In terms of overall risk, some organizations and companies are, by their very nature, more willing to accept a higher level of risk than others.
A nongovernmental organization that provides aid to refugees in war zones will naturally have to account for more risk than a retail company with stores in upscale shopping malls in the U.S. But no matter the primary mission, everyone in an organization—whether they’re in the headquarters C-suite or working out in the field—must understand how their organization views risk and what degree of risk their organization is willing to brave to achieve its goals.
A risk policy provides that understanding.
Once an organization’s threshold for risk tolerance is established and codified, it is then possible for company personnel to begin educating themselves about the specific threats associated with locations where the organization currently operates or would like to operate.
Once the threats and the risks they present are understood, it is then possible to gauge them against the organization’s risk tolerance level.
A good place to start with this process is by conducting a baseline threat assessment on the organization and its various operations that examines all the potential threats.
Assessing risks and then measuring them against the threshold outlined in the organization’s risk policy can help guide business decisions on whether to expand, suspend or even discontinue operations.
Assessing threats and risks is also a critical component of effective contingency planning, as well as in establishing appropriate tripwires to trigger those plans.
Risk levels are never static and must be frequently updated. Closely tracking incidents that occur near an organization’s operations and interests can help raise awareness of emerging threats or threat actors.
In analyzing such incidents, one hopes to learn how and why they occurred as well as ways to prevent them.
By focusing on the tactics, techniques, and tradecraft used by a threat actor, it is possible to assess the risk a similar incident poses to your operations, as well as design and implement sound security policies, plans, and procedures to protect your organization’s operations and personnel from the risk posed by similar threats in the future.

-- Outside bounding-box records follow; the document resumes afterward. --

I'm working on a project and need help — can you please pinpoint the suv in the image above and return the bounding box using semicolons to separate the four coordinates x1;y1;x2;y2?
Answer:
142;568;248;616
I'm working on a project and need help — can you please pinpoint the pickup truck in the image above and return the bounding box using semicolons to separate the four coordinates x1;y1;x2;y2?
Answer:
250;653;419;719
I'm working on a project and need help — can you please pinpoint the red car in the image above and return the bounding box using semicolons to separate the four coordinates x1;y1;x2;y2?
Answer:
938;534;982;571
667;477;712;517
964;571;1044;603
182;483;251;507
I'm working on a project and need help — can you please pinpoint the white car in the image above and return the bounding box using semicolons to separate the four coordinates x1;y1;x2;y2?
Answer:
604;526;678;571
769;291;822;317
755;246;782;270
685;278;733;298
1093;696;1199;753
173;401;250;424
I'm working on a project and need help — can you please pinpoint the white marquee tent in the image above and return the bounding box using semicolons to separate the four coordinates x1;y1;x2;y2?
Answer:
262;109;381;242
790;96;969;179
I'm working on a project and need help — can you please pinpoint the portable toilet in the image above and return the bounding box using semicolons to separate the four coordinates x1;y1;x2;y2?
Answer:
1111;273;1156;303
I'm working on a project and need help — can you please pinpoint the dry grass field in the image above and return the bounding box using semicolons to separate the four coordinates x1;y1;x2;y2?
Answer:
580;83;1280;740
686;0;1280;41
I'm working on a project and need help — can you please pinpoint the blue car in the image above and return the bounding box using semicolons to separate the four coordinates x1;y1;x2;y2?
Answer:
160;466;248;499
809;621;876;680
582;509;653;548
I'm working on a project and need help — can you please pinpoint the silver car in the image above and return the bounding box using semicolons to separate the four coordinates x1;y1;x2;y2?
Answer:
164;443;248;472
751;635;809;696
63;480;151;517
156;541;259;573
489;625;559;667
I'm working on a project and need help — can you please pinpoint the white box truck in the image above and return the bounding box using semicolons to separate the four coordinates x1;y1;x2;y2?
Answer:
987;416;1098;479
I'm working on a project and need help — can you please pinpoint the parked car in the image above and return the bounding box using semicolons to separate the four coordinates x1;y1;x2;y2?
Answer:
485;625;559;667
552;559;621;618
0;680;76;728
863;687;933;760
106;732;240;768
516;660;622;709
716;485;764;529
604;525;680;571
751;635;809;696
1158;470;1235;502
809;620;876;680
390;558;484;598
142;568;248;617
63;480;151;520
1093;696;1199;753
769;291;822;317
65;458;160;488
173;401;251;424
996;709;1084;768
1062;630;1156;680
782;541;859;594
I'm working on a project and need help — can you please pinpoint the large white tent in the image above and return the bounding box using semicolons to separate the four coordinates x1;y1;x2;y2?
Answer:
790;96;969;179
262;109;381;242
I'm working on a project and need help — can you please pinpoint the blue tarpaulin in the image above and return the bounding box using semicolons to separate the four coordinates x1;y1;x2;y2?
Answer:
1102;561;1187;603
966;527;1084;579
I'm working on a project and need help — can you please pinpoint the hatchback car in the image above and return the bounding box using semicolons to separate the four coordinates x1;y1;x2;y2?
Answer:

A solid training program is a key component of an effective risk mitigation program.
Teaching employees to understand how threat actors operate and teaching them how to practice proper situational awareness helps employees spot threats as they are developing so that they can take proactive steps to avoid or mitigate their impact.

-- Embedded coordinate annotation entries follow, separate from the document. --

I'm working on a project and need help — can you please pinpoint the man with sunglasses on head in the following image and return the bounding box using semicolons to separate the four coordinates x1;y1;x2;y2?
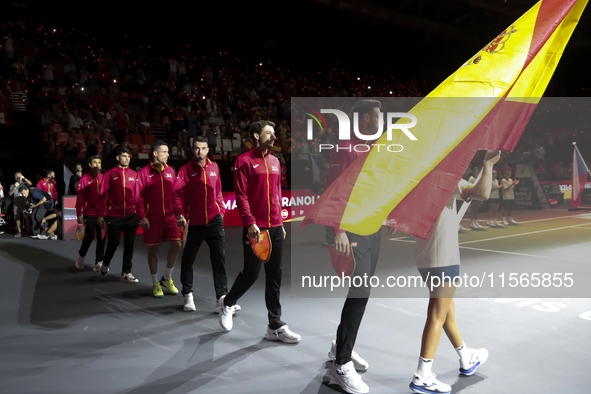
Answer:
99;147;139;283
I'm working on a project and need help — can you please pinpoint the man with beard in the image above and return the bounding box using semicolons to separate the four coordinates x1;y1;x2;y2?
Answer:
76;156;105;272
136;141;182;298
219;120;301;343
100;148;139;283
37;170;58;209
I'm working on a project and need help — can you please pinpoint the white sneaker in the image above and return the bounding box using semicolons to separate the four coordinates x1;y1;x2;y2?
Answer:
328;361;369;394
218;306;234;331
121;272;140;283
215;295;242;313
408;373;451;394
328;341;369;372
460;348;488;376
265;325;302;343
183;293;195;312
76;255;86;271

Employees should also be taught about the attack cycles that different threat actors employ, as well as how to spot signs of a person progressing along the pathway to violence.
A properly trained workforce operating under a clearly defined risk policy can significantly augment an organization’s security posture and increase its durability in the face of threats and risk. It also provides a proper level of duty of care for employees in locations where business operations and human lives may be on the line.
A good security education helps employees navigate risks and threats, and can also equip them with the tools to be resilient in the face of them.
As we’ve seen repeatedly through the crises of the past two decades such as 9/11, the Asian Tsunami, SARS, and now COVID-19, resilience is the key to organizational success in challenging times and environments.
Whether it’s in the form of crime, terrorism, espionage, natural disasters, or political instability, threats and their accompanying risks are omnipresent.
Understanding, anticipating, and mitigating these risks, however, is the key to negate, or at least mitigate, the effect they can have on your organization.